|
This class provides an introduction to statistical data analysis from various areas in linguistics research. Topics covered include probability theory, descriptive statistics, non-parametric statistics, simple parametric tests, randomization techniques, linear regression, logistic regression, and mixed-effects models.
Students will learn to use the R statistical environment and a wide variety of methods for statistical inference. They will learn best practices for reporting statistical results. They will learn to critique statistical methods commonly used in the linguistics literature.
Readings will be assigned from two sources: Analyzing Linguistic Data: A Practical Introduction to Statistics using R (Baayen 2008) and Quantitative Methods in Linguistics (Johnson 2008). Readings are intended to provide additional background and details to the lectures, and as such, students can choose to consume the readings either before or after the associated lecture depending on their personal preferences.
Students are encouraged to bring a laptop to the practicum and are welcome to bring one to the lecture as well. Students are also invited to make use of the Computational Linguistics Laboratory (7400.13) for practice and assignments.

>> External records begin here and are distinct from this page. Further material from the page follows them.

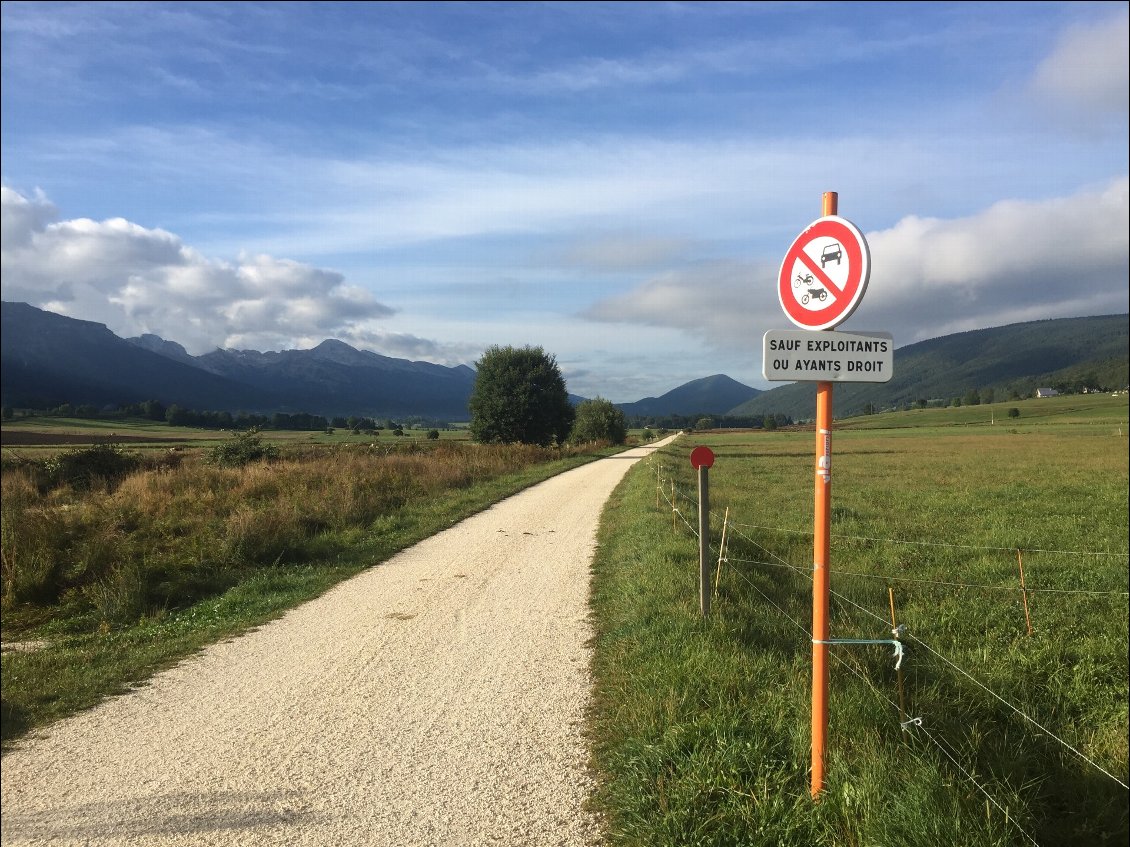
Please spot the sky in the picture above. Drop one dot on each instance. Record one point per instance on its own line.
(615, 183)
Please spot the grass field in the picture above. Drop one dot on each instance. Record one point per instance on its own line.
(110, 578)
(41, 436)
(702, 727)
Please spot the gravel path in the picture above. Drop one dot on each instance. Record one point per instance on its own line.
(436, 699)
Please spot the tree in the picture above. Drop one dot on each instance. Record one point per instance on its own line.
(519, 396)
(599, 420)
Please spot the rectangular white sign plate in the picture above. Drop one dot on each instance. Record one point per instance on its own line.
(805, 356)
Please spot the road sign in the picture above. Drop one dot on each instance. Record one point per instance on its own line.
(843, 357)
(702, 457)
(824, 273)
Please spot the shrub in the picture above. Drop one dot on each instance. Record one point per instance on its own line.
(599, 420)
(103, 464)
(243, 448)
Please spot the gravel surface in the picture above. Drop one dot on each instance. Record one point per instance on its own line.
(436, 699)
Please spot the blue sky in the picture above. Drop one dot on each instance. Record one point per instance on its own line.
(616, 183)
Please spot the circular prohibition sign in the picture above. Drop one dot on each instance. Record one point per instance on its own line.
(824, 273)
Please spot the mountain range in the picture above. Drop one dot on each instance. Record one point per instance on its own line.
(48, 359)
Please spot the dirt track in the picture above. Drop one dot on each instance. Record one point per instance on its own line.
(436, 699)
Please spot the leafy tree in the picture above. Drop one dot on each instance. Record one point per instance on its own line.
(599, 420)
(519, 396)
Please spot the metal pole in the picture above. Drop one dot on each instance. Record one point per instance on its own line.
(822, 532)
(704, 540)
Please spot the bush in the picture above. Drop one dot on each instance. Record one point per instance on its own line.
(599, 420)
(103, 464)
(243, 448)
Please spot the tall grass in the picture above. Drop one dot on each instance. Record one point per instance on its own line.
(701, 728)
(122, 576)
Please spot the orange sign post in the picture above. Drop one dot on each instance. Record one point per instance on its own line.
(822, 280)
(822, 561)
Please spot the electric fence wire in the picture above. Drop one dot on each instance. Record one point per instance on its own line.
(919, 642)
(916, 723)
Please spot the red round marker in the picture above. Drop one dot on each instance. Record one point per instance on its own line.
(702, 457)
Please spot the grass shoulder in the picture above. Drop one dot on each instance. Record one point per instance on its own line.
(172, 561)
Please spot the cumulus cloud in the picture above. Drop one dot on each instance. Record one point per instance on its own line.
(1014, 261)
(138, 280)
(1087, 75)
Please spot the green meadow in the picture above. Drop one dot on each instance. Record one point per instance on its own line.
(1007, 721)
(121, 561)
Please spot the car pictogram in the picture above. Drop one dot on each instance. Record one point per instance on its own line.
(832, 251)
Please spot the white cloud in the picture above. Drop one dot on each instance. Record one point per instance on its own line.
(1014, 261)
(1087, 76)
(138, 280)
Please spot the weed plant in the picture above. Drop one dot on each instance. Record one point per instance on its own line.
(121, 575)
(701, 728)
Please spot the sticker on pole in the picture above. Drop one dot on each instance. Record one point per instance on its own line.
(824, 273)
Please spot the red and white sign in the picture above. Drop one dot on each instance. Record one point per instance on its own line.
(824, 273)
(702, 457)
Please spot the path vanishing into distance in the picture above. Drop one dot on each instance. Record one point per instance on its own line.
(439, 699)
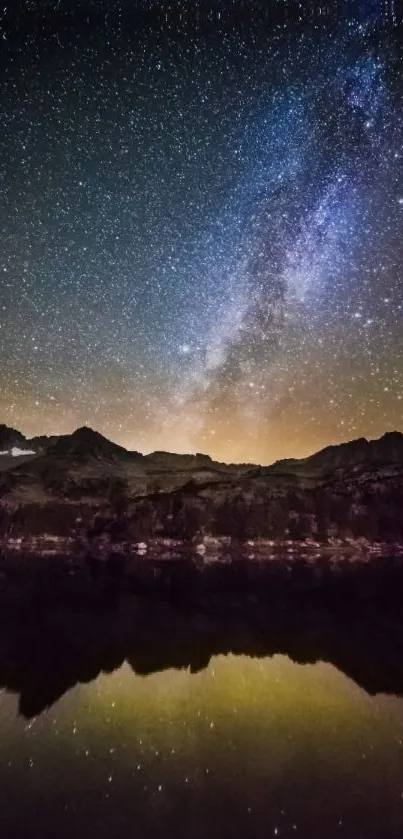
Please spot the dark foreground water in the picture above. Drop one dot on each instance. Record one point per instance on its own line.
(135, 716)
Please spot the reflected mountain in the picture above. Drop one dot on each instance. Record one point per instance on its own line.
(46, 650)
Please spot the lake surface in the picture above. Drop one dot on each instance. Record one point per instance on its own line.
(246, 747)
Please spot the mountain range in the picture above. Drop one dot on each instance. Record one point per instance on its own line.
(83, 486)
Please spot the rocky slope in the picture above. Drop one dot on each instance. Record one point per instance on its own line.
(84, 484)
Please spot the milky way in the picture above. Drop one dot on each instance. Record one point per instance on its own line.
(201, 214)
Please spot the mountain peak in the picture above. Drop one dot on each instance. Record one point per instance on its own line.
(85, 442)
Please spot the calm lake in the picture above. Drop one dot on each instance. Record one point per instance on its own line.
(245, 747)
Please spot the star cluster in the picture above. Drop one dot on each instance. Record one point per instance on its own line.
(201, 210)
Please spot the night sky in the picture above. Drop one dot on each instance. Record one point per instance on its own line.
(201, 214)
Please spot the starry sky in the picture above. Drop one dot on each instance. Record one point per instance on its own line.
(201, 214)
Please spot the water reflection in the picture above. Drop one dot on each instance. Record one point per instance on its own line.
(203, 710)
(45, 652)
(245, 747)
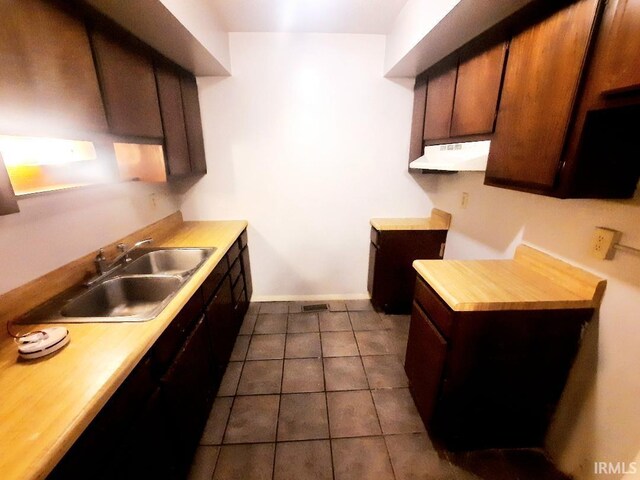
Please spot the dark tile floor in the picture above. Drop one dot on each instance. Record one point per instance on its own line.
(324, 396)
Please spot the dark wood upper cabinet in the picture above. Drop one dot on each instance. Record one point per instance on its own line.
(541, 84)
(441, 89)
(623, 55)
(477, 91)
(48, 83)
(193, 123)
(128, 87)
(460, 96)
(184, 145)
(175, 133)
(417, 119)
(8, 202)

Some assignments will be "pencil-and-paper" exercises. Others will require the student to turn in valid R code to solve some given problem. Students will turn in assignments using GitHub Classroom.
80% of students' grades will be derived from assignments and exams; the remaining 20% will be reserved for participation and attendance. Assignments must be submitted on time or will receive a 0 grade (barring a documented emergency).

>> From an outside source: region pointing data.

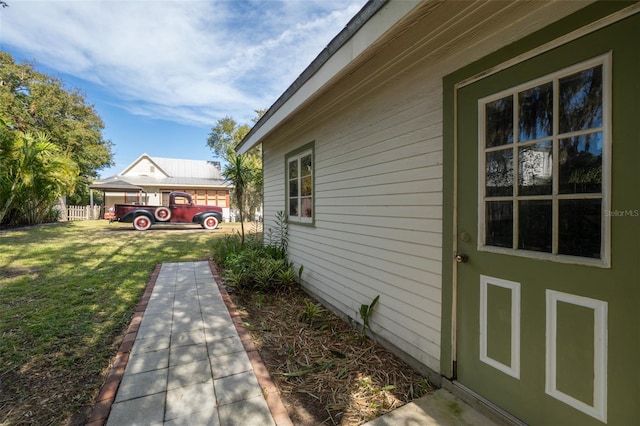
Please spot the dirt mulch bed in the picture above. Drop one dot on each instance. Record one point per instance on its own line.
(326, 371)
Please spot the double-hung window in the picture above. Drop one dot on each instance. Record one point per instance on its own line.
(300, 185)
(544, 150)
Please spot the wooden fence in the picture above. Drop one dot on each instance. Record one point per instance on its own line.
(81, 213)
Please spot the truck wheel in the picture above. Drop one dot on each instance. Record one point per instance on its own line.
(141, 223)
(162, 214)
(210, 222)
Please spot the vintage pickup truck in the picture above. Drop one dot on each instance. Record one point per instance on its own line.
(180, 210)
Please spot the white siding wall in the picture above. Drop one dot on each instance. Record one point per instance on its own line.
(378, 177)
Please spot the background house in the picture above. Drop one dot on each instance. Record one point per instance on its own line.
(520, 291)
(149, 180)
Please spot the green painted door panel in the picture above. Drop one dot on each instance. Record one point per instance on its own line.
(578, 325)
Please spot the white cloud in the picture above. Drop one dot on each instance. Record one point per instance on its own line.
(188, 61)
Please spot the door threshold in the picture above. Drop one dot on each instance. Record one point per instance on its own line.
(482, 405)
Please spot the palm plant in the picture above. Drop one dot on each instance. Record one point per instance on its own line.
(34, 174)
(239, 175)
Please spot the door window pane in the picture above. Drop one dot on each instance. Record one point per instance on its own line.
(560, 155)
(535, 164)
(499, 228)
(499, 122)
(293, 207)
(581, 164)
(535, 115)
(499, 173)
(293, 170)
(535, 225)
(581, 100)
(579, 227)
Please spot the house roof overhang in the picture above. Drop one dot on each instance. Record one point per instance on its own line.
(365, 29)
(114, 183)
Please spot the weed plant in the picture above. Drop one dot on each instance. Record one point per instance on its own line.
(254, 265)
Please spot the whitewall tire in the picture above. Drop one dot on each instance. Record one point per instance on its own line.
(141, 223)
(162, 214)
(210, 222)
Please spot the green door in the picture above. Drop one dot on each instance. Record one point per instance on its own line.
(547, 233)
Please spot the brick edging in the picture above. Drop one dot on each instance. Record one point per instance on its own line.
(107, 395)
(269, 389)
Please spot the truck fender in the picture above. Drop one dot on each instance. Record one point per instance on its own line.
(201, 218)
(162, 214)
(128, 218)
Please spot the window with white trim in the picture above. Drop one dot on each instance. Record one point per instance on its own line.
(300, 185)
(543, 163)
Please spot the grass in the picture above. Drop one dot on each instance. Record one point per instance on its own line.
(67, 291)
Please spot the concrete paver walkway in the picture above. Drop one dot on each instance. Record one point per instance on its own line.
(185, 360)
(188, 364)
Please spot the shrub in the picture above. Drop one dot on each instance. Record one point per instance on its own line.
(253, 265)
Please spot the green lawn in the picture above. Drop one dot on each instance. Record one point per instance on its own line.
(67, 291)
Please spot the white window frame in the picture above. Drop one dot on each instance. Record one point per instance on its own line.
(605, 260)
(297, 155)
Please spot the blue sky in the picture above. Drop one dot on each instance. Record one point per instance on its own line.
(161, 73)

The instructor will attempt to provide all reasonable accommodations to students upon request. If you believe you are covered under the Americans With Disabilities Act, please direct accommodations requests to Matthew G. Schoengood, Vice President for Student Affairs.
Students are extended to attend all lectures and practica. The instructor reserves the right to tie grades to attendance records. The instructor and practicum leader are not responsible for reviewing materials missed due to absence.

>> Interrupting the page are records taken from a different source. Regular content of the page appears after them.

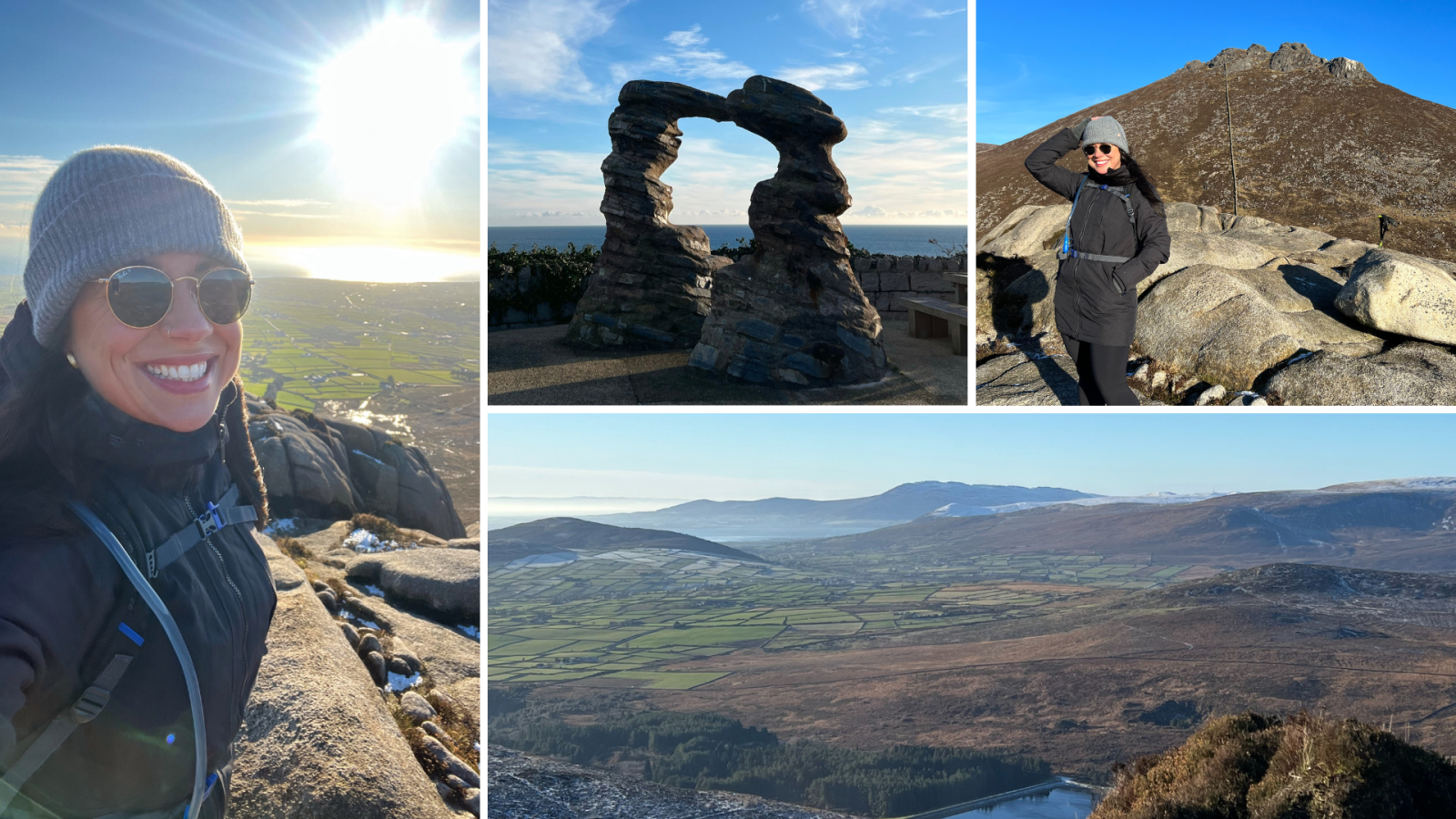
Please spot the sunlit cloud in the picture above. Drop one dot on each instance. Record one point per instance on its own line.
(688, 62)
(277, 203)
(536, 47)
(844, 76)
(366, 261)
(948, 113)
(388, 106)
(849, 18)
(934, 14)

In line with the Student Handbook policies on plagiarism, students are expected to complete their own work. The instructor reserves the right to refer violations of this policy to the Academic Integrity Officer.
For the sake of the privacy, students are asked not to record lectures. Students are expected to be considerate of your peers and to treat them with respect during class discussions.
All dates are Wednesday unless otherwise noted.
(Please note that this is subject to change.)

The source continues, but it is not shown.